Intel’s initial success will come with Android handsets as they will be able to go to individual hardware manufacturers and sell them on the benefits of their chipset over the current ARM ones. However the hardest egg to crack will be Apple. Intel already has their chips in Apple’s desktop and laptop computers, but Apple uses an in house ARM based chip for their IPhones and IPads. If Intel could switch Apple to an Intel based processor for the IPhone it would virtually ensure their mobile processors success. Recently the CEO of Intel stated that one of their jobs is to make sure that their chips are so compelling that Apple “can’t ignore us.” Intel can still be one of the largest players in mobile processors without an Apple deal and Intel’s recognition of this comes as we see them inking another deal this time with Lenovo to bring Intel powered mobile devices to market in the coming year.
Already a household name, Intel based processors are in the majority of personal computers as well as a host of other electronics and this established high quality brand will help Intel’s initial smartphone success. In 2010 they paid 1.4 billion dollars in an all cash deal for a mobile chip company called Infineon Technologies, which allowed Intel to jump start their mobile offerings by buying outright the fifth largest supplier of mobile phone processes. Infineon Technologies has now been rolled into Intel’s mobile division.
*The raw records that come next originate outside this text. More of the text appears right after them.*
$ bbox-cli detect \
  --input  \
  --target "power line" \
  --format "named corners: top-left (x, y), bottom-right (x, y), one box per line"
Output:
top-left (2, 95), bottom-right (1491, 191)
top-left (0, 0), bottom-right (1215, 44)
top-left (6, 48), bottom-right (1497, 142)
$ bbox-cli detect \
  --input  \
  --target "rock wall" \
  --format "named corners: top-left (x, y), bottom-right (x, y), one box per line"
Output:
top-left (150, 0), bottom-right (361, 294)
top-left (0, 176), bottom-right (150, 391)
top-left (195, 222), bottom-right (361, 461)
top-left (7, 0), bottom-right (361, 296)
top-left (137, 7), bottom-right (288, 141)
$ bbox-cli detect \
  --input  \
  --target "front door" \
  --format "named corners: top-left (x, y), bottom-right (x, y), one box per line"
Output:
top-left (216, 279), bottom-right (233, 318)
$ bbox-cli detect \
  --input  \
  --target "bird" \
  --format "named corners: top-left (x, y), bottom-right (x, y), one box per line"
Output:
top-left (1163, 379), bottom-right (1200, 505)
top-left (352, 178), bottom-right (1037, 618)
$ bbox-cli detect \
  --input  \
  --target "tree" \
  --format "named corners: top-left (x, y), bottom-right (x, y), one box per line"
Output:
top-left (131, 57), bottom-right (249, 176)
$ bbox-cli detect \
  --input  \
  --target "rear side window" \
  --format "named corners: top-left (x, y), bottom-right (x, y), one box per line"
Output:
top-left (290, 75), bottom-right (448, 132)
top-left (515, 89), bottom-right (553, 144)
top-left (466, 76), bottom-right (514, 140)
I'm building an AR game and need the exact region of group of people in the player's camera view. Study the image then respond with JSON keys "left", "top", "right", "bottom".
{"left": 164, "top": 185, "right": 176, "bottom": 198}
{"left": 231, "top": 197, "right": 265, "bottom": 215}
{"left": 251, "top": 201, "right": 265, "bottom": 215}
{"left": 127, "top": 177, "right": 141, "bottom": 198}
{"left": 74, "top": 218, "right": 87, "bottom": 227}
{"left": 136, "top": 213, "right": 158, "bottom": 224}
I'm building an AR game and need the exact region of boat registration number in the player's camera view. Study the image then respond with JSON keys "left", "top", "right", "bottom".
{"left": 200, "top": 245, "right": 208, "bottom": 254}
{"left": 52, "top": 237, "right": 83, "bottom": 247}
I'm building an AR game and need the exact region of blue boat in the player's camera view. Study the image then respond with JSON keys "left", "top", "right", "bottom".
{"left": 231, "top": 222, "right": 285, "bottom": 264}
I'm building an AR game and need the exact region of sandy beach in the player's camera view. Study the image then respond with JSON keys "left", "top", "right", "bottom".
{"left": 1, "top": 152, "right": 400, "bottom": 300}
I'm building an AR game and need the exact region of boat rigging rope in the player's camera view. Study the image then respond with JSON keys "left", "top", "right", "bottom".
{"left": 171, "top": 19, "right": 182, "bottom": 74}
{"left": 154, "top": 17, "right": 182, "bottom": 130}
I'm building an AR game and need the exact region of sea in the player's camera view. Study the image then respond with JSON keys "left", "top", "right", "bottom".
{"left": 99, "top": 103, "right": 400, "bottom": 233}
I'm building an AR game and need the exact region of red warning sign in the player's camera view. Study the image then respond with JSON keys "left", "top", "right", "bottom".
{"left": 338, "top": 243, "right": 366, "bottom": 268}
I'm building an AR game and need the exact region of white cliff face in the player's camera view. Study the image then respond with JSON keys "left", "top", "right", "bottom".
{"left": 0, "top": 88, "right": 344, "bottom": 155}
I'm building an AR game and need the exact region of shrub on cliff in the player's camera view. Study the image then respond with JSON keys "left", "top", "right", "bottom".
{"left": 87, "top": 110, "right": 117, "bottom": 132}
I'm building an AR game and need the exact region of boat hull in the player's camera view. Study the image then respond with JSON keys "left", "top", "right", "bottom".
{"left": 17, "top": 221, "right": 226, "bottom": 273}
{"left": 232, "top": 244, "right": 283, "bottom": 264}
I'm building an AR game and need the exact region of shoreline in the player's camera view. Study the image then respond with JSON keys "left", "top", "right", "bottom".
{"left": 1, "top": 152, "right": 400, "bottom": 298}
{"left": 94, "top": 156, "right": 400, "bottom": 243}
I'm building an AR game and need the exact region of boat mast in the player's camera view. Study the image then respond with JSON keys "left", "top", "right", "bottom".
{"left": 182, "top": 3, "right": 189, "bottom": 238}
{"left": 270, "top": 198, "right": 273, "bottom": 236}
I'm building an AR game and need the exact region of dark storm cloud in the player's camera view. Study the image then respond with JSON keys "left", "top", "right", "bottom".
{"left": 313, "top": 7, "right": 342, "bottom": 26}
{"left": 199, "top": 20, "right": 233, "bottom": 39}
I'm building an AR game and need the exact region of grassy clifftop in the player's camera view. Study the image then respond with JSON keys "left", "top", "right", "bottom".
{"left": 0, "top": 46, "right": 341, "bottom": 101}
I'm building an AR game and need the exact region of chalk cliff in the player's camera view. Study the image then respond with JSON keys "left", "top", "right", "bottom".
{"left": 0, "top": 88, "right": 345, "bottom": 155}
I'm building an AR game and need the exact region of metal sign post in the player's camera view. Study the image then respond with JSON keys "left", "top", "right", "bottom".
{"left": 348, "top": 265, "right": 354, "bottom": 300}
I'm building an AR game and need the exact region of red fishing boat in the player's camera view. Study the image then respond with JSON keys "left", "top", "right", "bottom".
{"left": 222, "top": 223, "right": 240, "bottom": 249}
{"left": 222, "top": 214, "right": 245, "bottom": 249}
A fragmented market for smartphone and tablet manufacturers (every manufacturer takes an ARM reference and then makes it themselves), the huge amount of resources Intel can put into its smartphone processor line and continued rapid growth of the mobile processor market will allow Intel to be hugely successful in the smartphone processor market, once they truly get into it. Thus in the next year the smartphone processor market will be transformed from a one horse show into a two horse race as the current leader ARM attempts to hold its own against the giant that is Intel.